Coordinating scientific efforts in Europe and beyond, and integrating activities with other similar networks in non-European countries will contribute to the development of faster and more effective ways to prevent, control, and treat pandemics, with obvious health and social benefits. "What we learn from the ongoing COVID-19 pandemic will help us to establish strategies to combat future pandemics. In this sense, the current pandemic may become a paradigmatic 'opportunity' for future pandemic mitigation strategies".

The network has been organised into six working groups that gather critical mass from diverse disciplines, from virology to sociology.

In their publication, the authors describe the varied early achievements generated by the Trans-Actions network. For example, the development of the COVEX software and the Drug Repositioning and Cooperation Database (DRACD) gives researchers the ability to study the virus-host interactome, find putative drug targets and investigate the possibility of repurposing existing drugs - all integrated into a freely available web-based tool.

An additional initial success in terms of public health activities was the involvement of one of the network's Actions in the preparation of guidelines on 'Clinical, biochemical, immunogenetic paradigms of COVID-19 infection and their correlation with socio-demographic, etiological, pathogenetic, diagnostic, therapeutically, and prognostically relevant factors, which is part of the Latvian 'COVID-19 MITIGATION' program. This involvement will be supported by the network's wide range of expertise.

2.COVAC-2 vaccine harnesses COST Action ENOVA's adjuvants research

The COST Action ENOVA brings together experts and stakeholders to address one of the most critical steps in vaccine development: the use of adjuvants in vaccine formulations. Two partners of this Action, VFI (Vaccine Formulation Institute) and Seppic developed the adjuvant Sepivac SWE™, which has been used as a component of the COVAC-2 vaccine against SARS-COV2.

The COVAC-2 vaccine has been developed by VIDO (Vaccine and Infectious Disease Organization at the University of Saskatchewan) in Canada. Phase 1 of the clinical trial in healthy volunteers had positive results, demonstrating the safety of the vaccine and the required activation of the immune system. In Phase 2 of the clinical trial, the level of protection will be evaluated.

The adjuvant is now freely available to the vaccine development community for human vaccines. More information here.
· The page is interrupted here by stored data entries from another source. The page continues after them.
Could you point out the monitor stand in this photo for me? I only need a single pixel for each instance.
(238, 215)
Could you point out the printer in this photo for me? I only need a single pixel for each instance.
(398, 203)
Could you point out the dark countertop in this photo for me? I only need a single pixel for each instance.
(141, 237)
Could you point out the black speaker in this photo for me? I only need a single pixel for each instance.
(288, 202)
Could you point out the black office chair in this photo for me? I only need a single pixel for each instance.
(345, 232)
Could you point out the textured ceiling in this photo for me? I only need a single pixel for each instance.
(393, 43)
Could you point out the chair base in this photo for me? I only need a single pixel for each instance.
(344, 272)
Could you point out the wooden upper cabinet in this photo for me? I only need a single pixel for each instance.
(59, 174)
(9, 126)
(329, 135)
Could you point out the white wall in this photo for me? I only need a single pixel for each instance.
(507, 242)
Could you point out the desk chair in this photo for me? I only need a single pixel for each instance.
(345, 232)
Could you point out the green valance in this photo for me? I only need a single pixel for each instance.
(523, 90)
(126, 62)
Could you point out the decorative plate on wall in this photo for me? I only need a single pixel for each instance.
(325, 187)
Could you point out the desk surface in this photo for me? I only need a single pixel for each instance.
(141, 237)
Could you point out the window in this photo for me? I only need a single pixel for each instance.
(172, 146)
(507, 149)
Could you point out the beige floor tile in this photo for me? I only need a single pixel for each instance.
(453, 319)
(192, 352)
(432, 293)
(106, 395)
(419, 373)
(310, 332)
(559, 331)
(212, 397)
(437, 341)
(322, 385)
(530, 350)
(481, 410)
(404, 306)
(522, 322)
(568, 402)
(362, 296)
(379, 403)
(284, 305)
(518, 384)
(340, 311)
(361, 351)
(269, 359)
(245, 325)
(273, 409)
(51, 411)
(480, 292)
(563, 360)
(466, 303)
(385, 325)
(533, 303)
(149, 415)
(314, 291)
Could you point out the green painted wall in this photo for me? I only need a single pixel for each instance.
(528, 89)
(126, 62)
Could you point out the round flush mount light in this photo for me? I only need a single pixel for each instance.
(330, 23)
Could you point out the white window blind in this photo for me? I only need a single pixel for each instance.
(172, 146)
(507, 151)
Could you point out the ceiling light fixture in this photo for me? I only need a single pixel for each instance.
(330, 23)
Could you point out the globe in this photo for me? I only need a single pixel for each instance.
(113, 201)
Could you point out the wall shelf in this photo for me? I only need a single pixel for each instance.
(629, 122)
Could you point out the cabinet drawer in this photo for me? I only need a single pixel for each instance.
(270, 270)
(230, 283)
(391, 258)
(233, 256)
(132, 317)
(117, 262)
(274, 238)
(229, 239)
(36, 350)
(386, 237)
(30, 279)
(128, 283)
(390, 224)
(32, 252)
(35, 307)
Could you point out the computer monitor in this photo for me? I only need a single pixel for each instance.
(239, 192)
3.EMM Survey Registry's COVID-19 collection: a public resource for understanding the COVID-19 experience of ethnic and migrant minorities in Europe

COST Action ETHMIGSURVEYDATA brings together researchers, policymakers, and survey data producers to join efforts to improve the access, usability, dissemination, and standards of the multiple and scattered survey data that exist on the economic, social and political integration of ethnic and migrant minorities (EMMs).

Since the start of the pandemic in 2020, a growing number of COVID-19 surveys have been conducted with EMM respondents across the world.

In this context, ETHMIGSURVEYDATA has partnered with the H2020 SSHOC project and the ANR project FAIRETHMIGQUANTto launch a special COVID-19 collection for its EMM Survey Registry: a free online tool for discovering and learning about existing quantitative surveys undertaken with EMM (sub) populations in Europe and beyond.

This tool not only brings together previously scattered information about these surveys but also offers detailed and structured metadata for each of the surveys. Designed with the end-users in mind, this tool can also easily be leveraged by anyone interested in doing research or policy-related work using quantitative surveys on EMMs' integration and inclusion.

This COVID-19 collection, which is a public resource co-created with data producers, provides detailed information about each of the surveys it includes and covers; as such, the COVID-19 collection will help improve access and visibility of COVID-19 surveys undertaken with EMM respondents.

Currently, the COVID-19 database captures 8 surveys from 3 different countries (all searchable using the keyword 'COVID-19'). In the coming months, additional surveys will be contributed to the COVID-19 collection by data producers across Europe.